Alternative proof of $\gcd(a,b)\mid\text{lcm}(a,b)$

Question

I proved this problem using the theorem $\gcd(a,b)\text{lcm}(a,b)=ab$ Let $d=\gcd(a,b)$. Then $d\mid a$ and $d\mid b$. Thus, $a=dr$ and $b=ds$ for some integer $r$ and $s$. Then $$d(\text{lcm}(a,b))=ab\Rightarrow \text{lcm}(a,b)=\frac{ab}{d}\Rightarrow \text{lcm}(a,b)=\frac{d^2rs}{d}\Rightarrow \text{lcm}(a,b)=drs\Rightarrow d\mid \text{lcm}(a,b)$$ as required.

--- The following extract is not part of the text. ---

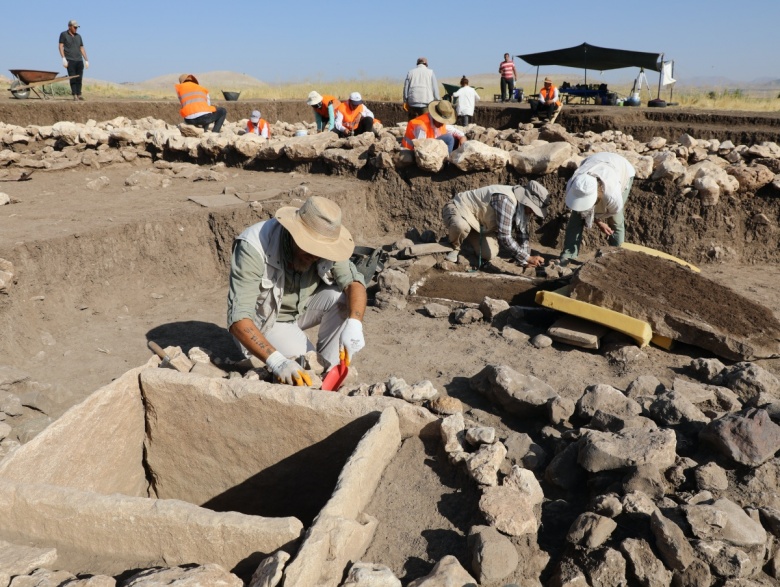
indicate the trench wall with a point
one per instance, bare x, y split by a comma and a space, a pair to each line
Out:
643, 123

Is my alternative proof for this problem correct?

Answer 1

Your alternate proof is correct, but you don't need to do all this, you can directly say d|a and a|lcm(a,b).

Hope it helps

Answer 2

$\gcd(a,b)\cdot\text{lcm}(a,b)=a\cdot b=>$ $$ \\\frac{\text{lcm}(a,b)}{\gcd(a,b)}=\frac{a}{\gcd(a,b)}\cdot\frac{b}{\gcd(a, b)}\in\mathbb N $$